Алексей Алексеевич положил руку на плечо отца. Поддерживая, показывая, что тот не один. И припечатал Симеона, вовсе уж добивая…

– Иди-ка ты отсюда, пока палками не погнали… пророк непризнанный. И там, за стенами Кремля, можешь молиться сколь угодно, чтобы царица мучилась, а царевна семью свою предавала. Да и обо мне помолиться не забудь, а то не дай бог, к братцу привяжусь, вместо того чтобы подушкой младенчика накрыть, – вдруг он угрожать мне вздумает. Младенцы-то, они и описать могут…

Симеон сгорбился.

Это был проигрыш. Вчистую. Нагнетать обстановку теперь не удастся, к царевичу его точно не подпустят, стоит только царице узнать о его предсказаниях, особенно о первой их части, а о второй и не вспомнят. Да и царь смотрит, как на что-то очень неприятное. Может, Симеона со двора и не погонят, но сейчас лучше уйти.

Не просто так.

В храм.

И молиться у всех напоказ.

– Прости ему, Господи, ибо не ведает…

– Бог тебя простит, – припечатал напоследок Алексей Алексеевич – и отвернулся, уводя за собой отца, усаживая и приказывая сменить чашу – отвар-де остыл, пока тут некоторые пытались на царицу беду накликать…

Симеон плюнул с досады, оттертый засуетившейся челядью и боярами – и ушел молиться в храм. Пусть! Вот через два дня они увидят, да еще как увидят!..

Не успели.

Два дня Ибрагиму не понадобилось. Снадобье действовало отлично. Любава чуть расслабилась под его действием, а мужчина осторожно повернул ребенка и принялся его вытягивать. Даже в полусонном состоянии тело царицы стремилось вытолкнуть из себя чадо.

– Тужься! Давай, девочка, сильнее! Ну!!! – подбадривала ее Софья.

Любава так цеплялась за руки девочки, что на следующий день на них кровавой синью налились следы ногтей. Но разве это было важно?

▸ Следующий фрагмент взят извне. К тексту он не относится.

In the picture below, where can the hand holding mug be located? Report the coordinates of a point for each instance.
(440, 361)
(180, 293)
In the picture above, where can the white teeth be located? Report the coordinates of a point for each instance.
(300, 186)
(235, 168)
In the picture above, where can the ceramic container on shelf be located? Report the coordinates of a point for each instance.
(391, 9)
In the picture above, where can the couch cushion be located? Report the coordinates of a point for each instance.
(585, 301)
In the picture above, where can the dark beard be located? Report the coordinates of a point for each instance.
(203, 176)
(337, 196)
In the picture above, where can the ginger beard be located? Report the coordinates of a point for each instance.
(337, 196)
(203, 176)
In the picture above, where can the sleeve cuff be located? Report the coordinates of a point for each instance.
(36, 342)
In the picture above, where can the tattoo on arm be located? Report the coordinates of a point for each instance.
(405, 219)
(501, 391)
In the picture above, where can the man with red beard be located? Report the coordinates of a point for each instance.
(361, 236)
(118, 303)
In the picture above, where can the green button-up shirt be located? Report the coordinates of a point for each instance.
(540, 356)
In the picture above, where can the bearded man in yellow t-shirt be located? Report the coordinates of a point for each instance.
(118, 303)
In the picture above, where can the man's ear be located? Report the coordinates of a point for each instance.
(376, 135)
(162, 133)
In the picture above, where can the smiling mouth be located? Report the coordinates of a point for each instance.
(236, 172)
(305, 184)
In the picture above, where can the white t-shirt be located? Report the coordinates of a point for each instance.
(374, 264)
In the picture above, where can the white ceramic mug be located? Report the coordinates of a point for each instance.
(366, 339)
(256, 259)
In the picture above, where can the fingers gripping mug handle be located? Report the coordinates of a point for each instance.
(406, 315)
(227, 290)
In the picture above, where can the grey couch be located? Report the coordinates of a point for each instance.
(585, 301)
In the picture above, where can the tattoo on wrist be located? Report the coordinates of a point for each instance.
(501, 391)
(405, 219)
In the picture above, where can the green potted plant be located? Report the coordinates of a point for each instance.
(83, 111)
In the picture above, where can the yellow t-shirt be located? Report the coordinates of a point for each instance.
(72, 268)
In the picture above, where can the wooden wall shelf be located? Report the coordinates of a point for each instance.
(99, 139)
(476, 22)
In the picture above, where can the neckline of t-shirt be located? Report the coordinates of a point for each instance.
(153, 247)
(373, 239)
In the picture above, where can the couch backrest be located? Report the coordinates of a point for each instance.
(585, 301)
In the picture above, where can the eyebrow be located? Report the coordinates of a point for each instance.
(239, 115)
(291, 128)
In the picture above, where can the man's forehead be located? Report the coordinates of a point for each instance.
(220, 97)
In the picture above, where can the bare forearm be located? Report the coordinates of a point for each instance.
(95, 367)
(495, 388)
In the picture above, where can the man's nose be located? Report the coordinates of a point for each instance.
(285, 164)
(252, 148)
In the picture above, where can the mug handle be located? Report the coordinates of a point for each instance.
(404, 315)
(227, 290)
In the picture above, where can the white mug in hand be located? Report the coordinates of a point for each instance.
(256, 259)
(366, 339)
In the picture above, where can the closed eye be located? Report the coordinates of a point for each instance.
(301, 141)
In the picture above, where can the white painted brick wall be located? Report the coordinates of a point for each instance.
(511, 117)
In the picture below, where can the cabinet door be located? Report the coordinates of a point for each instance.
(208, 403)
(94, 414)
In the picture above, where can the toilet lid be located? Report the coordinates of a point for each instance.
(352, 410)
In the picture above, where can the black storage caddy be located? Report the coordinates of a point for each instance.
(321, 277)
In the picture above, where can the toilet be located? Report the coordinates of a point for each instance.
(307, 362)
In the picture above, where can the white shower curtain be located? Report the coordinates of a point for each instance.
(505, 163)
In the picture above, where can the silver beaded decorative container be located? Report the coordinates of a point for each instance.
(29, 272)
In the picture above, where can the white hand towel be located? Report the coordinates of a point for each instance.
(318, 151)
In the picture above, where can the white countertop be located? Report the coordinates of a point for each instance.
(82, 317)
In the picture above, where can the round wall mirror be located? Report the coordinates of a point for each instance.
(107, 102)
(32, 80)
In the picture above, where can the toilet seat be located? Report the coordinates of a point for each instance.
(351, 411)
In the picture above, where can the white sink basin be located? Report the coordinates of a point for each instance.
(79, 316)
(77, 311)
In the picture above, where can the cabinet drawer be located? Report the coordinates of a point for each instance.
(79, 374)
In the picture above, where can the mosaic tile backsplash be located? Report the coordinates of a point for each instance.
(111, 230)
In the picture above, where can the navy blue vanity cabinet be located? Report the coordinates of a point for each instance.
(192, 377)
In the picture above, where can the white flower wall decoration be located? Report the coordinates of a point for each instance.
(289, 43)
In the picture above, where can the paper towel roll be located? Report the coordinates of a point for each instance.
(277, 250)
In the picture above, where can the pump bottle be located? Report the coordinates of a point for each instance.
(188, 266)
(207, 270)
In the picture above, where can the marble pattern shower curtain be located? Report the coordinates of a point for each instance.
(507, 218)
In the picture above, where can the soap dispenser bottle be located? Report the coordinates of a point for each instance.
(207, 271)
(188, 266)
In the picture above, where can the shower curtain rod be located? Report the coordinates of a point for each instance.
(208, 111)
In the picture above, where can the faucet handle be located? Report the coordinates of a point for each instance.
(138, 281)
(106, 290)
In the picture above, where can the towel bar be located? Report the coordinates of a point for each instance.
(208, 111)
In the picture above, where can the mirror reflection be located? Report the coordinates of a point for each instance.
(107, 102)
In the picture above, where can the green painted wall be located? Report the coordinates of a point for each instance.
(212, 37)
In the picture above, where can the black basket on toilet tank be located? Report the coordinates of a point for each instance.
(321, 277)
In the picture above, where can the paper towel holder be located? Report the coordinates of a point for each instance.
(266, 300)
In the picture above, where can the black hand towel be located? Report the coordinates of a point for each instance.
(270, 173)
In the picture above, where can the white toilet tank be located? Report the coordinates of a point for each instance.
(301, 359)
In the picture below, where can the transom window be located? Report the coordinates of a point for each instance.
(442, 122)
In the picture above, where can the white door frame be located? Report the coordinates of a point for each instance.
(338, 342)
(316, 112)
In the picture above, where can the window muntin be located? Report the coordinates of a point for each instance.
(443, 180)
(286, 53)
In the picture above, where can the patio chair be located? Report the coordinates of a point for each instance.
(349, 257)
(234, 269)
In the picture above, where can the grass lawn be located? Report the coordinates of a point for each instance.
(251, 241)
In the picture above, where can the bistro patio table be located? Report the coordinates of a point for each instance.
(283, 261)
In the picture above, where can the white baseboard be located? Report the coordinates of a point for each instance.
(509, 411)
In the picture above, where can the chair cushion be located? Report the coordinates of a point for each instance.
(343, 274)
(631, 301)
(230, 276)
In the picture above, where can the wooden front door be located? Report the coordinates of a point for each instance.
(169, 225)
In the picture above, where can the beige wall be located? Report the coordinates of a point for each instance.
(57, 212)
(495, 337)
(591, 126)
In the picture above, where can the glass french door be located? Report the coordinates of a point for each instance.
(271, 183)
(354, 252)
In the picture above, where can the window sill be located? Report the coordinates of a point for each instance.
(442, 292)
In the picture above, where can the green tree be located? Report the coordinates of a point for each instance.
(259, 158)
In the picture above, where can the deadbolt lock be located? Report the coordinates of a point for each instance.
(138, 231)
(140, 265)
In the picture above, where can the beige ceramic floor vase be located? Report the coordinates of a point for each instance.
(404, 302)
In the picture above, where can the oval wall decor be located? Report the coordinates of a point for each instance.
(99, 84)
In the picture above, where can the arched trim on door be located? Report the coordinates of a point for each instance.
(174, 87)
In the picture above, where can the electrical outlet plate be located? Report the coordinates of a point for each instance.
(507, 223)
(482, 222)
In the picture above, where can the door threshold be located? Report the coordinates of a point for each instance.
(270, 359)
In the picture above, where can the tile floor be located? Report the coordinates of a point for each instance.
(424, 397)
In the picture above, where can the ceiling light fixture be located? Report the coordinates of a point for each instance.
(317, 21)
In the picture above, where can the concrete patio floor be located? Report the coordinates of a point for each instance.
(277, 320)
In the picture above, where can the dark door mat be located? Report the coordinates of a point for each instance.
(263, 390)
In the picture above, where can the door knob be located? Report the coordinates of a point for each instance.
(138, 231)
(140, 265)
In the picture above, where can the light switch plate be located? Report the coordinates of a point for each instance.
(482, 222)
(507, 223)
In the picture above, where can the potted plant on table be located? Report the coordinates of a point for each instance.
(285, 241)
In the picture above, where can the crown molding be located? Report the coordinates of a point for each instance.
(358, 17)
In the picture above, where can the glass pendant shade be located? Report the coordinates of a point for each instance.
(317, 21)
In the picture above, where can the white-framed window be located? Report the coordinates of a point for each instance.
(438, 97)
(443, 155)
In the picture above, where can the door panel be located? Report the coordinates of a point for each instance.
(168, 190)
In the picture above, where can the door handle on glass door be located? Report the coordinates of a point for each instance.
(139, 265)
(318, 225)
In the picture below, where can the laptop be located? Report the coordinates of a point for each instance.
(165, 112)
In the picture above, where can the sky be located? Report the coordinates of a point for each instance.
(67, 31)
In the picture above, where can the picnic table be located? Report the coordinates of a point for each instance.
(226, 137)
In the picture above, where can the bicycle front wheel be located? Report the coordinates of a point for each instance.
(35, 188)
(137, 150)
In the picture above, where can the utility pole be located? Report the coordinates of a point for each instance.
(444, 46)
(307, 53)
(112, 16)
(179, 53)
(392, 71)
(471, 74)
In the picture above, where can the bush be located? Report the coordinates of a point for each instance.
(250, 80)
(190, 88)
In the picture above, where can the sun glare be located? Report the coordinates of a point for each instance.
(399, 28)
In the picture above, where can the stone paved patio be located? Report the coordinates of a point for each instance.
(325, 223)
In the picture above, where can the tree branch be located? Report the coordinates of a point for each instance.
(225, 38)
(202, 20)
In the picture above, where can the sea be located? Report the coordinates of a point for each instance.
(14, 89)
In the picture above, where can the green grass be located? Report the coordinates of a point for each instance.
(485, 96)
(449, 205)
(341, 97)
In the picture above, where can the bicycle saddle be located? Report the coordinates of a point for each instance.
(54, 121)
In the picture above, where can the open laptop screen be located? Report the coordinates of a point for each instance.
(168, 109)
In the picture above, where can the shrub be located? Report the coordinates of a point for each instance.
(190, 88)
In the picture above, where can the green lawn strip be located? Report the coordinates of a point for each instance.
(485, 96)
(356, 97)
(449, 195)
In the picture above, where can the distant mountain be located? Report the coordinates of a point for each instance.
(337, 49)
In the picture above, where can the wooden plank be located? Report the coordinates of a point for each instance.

Самым важным было другое. Ибрагим правильно повернул ребенка – и вот показалась головка, плечики, выпачканные в чем-то слизисто-красном, а там и ручки…

И наконец Лейла подхватила на руки ребенка, который слабенько замяукал, словно котенок.

– Мальчик! Государыня, мальчик!

Софья улыбнулась, глядя на чадушко.

– А крупный…

– Володя, – сквозь полусон прошептала Любава, когда мальчика приложили к груди.

Софья смахнула слезинку. Так отозвалось в ней это имя, родное имя, имя ее мужа. Тогда, давно, триста лет тому вперед…

Володя…

Тебя еще нет, мой любимый, мой муж… А для меня и не будет никогда, не встретимся мы уже, родной мой. Да и не факт, что мне еще кто-то, кроме тебя, нужен… с кем я еще смогу вот так жить на двоих, дышать на двоих, просыпаться от того, что тебя во сне обняли и подгребли поближе… даже если просто сексом заниматься случалось – все равно на ночь ни с кем оставаться не хотелось.

Не те…

Эх, Володя, как же я тебя не уберегла…

Здесь я этой ошибки не допущу!

Костьми лягу, но с теми, кого люблю, – ничего не случится. И точка.

* * *

– Государь, сын у тебя, радость-то какая!

Алексей Михайлович пока еще смотрел на повитуху настороженно. А та продолжала разливаться соловьем.

– Государыня умаялась, спит теперь. Но здоровенькая, и ребеночек здоров! Хорошенький такой, богатырь настоящий…

И вот тут царь расцвел. Хлопнул сына по плечу, бросил повитухе перстень с крупным лалом, с руки стянутый.

– Что, сынок, посмотрим на братика?!

Алексей Алексеевич подмигнул отцу.

– Тятенька, я ж тебе говорил, что все будет хорошо! А ты не верил!

Поверил.

Когда увидел колыбельку с младенцем, когда вошел к Любаве, когда услышал от повитухи, как царица требовала к себе именно Софью, когда увидел руки дочери – с кровавыми синяками.

Именно тогда и рухнули окончательно в пропасть все утверждения старца Симеона. Ежели человек так помогает – не может он зло умышлять. То есть она.

Не враги его второму браку ни сын, ни дочери, глупости все это. Наветы и измыслы. И слушать их нечего. Порадоваться за ребенка – и крестить, как Любавушка попросила. Владимиром.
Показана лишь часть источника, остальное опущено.